Jisna Mathew (born 7 January 1999) is an Indian track and field sprinter who specializes in 400 m events. She represented India in 2016 Rio Olympics.

==Career==
Born in Alakode, Kannur district, Kerala, Mathew was admitted to the Usha School of Athletics in 2011.

She won the 400 meters silver medal at the 2015 Commonwealth Youth Games and the 2015 Asian Youth Athletics Championships.

She was part of the India's women's 4 × 400 metres relay team at the 2016 Summer Olympics.

She won the 400 m and 4 × 400 metres relay at the 2016 Asian Junior Athletics Championships. She won three medals at the 2018 Asian Junior Athletics Championships: gold in the 400 m, silver in the 4 × 400 m relay, and bronze in the 200 meters.

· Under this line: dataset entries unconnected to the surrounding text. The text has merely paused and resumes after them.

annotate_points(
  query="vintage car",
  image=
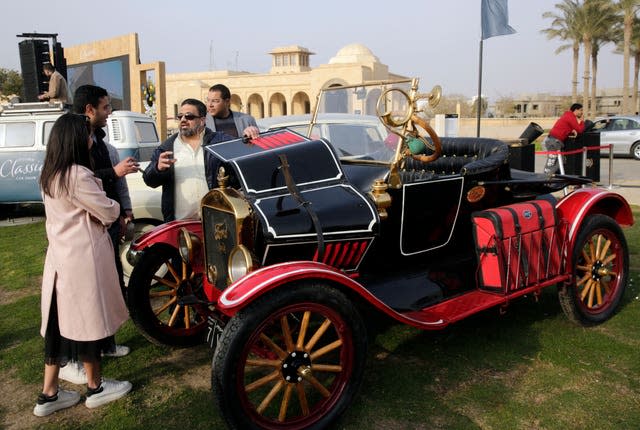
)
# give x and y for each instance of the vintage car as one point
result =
(301, 253)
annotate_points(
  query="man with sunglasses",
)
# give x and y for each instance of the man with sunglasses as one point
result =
(220, 117)
(182, 167)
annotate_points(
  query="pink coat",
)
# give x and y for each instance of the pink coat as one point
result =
(80, 264)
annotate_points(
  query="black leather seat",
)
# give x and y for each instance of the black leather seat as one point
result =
(460, 156)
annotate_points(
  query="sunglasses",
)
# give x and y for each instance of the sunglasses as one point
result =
(187, 116)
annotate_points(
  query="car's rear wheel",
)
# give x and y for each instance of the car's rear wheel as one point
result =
(635, 150)
(291, 360)
(600, 272)
(158, 282)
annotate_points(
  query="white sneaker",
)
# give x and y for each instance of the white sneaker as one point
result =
(108, 391)
(62, 399)
(120, 351)
(73, 372)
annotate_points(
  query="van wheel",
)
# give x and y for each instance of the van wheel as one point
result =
(140, 227)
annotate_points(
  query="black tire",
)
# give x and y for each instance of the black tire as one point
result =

She won the women's 4 × 400 m relay and the women's 400 m bronze at the 2017 Asian Athletics Championships. In 2019, her relay teammate and 400 m champion at the event Nirmala Sheoran, was disqualified fro her results from 15 August 2016 to 21 November 2018 for doping. As a result, India were striped of their relay title, and Mathew's 400 m bronze was upgraded to silver.

Mathew was part of the Indian team that finished 7th in the mixed 4 × 400 metres relay final at the 2019 World Athletics Championships.